Post by Señor Ventura »

93143 wrote: Sun Sep 07, 2025 1:59 pm
Señor Ventura wrote: Sun Sep 07, 2025 10:35 am
93143 wrote: Fri Sep 05, 2025 11:06 pmUnfortunately Mode 7 has a hard limit of 256 8x8 tiles in VRAM at the same time, so the backgrounds had to be simplified.
Multiplexing tiles is the way...
How? The SNES can load less than half an 8bpp tile per HBlank, and only if there are no sprites on the next line and you don't need HDMA for anything else. Obviously useless for a fighting game with large sprites. And since Mode 7 doesn't allow you to rebase the tile pool (it's hardwired to the bottom of VRAM), you're stuck with whatever's in there until the next VBlank.

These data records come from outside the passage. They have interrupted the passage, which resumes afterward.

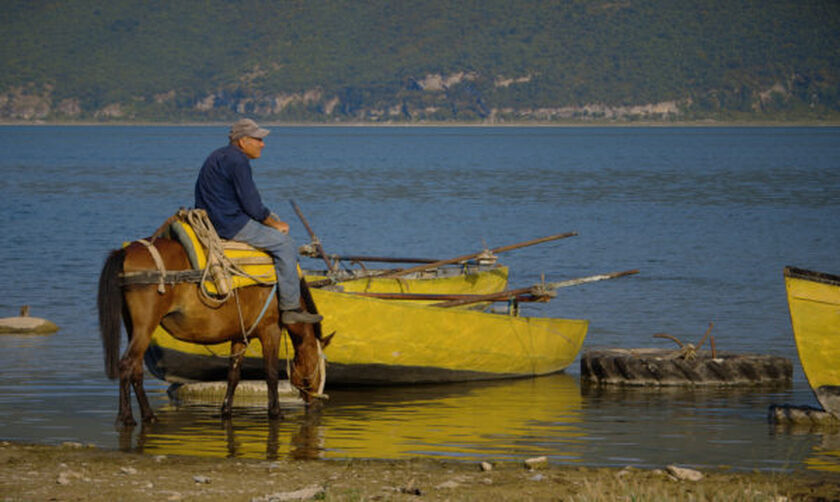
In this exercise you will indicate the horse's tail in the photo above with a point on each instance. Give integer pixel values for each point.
(110, 303)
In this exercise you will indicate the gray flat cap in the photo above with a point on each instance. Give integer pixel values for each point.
(246, 127)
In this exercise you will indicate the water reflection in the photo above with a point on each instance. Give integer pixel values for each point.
(825, 451)
(466, 421)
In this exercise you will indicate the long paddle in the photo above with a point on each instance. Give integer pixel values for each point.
(312, 236)
(427, 266)
(544, 291)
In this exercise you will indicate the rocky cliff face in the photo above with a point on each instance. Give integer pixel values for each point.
(433, 97)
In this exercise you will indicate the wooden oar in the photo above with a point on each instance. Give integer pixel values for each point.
(510, 247)
(543, 291)
(382, 259)
(438, 297)
(312, 236)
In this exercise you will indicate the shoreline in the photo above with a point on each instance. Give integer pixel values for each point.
(72, 471)
(711, 124)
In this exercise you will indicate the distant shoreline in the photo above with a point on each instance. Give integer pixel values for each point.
(650, 124)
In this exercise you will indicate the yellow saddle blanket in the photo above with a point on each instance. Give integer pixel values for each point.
(257, 266)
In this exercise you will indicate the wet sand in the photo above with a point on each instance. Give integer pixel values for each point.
(76, 472)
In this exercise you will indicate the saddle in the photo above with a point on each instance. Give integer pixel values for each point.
(250, 265)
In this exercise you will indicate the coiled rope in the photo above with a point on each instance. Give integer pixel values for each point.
(219, 268)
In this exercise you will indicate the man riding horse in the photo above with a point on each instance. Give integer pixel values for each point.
(142, 287)
(225, 189)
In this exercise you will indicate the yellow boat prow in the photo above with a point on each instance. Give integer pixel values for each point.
(814, 302)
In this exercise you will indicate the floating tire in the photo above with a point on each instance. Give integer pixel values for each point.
(660, 367)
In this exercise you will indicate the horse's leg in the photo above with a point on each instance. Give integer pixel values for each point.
(237, 350)
(131, 372)
(270, 334)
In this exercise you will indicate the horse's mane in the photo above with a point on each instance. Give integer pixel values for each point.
(306, 295)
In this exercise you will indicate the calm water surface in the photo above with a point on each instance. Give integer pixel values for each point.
(709, 215)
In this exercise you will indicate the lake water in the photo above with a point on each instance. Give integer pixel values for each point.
(710, 216)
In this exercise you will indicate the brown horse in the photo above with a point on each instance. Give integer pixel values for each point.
(187, 315)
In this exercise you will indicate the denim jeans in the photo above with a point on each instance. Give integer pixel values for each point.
(282, 248)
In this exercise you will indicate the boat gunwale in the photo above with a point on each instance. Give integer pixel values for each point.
(810, 275)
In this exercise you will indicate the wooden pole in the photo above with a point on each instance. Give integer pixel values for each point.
(544, 291)
(312, 236)
(427, 266)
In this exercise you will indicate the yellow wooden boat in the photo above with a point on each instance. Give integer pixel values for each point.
(814, 302)
(459, 280)
(386, 342)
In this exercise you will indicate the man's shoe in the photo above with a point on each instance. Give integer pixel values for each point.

This isn't a problem in any other mode, of course; they can all do 1024 tiles per layer, with flipping, and you can modify the tile base address mid-render. But Mode 7 has unique requirements and restrictions to go with its unique capabilities.

The Neo Geo can't scale graphics up, but the tile restrictions are somewhat less onerous...
The thing is not to tansfer 8BPP tiles, but uptdating the attribute list of the mode 7 plane, the trick is to preload your tiles in VRAM and then update the Mode 7 tilemap (attribute table), possibly using a triple-buffered layout (one group of tiles for the top of the screen, other for the mid, and another for the bottom). That way you’re only moving a few hundred bytes per region instead of full graphics, and you can give the illusion of more complex backgrounds.

Further more, you can use an supporting processor to accelerate the process (or maybe only an sram, or sram+SA-1, or whatever).


Possibly we could talk about 350 or even 400 tiles instead of only 256.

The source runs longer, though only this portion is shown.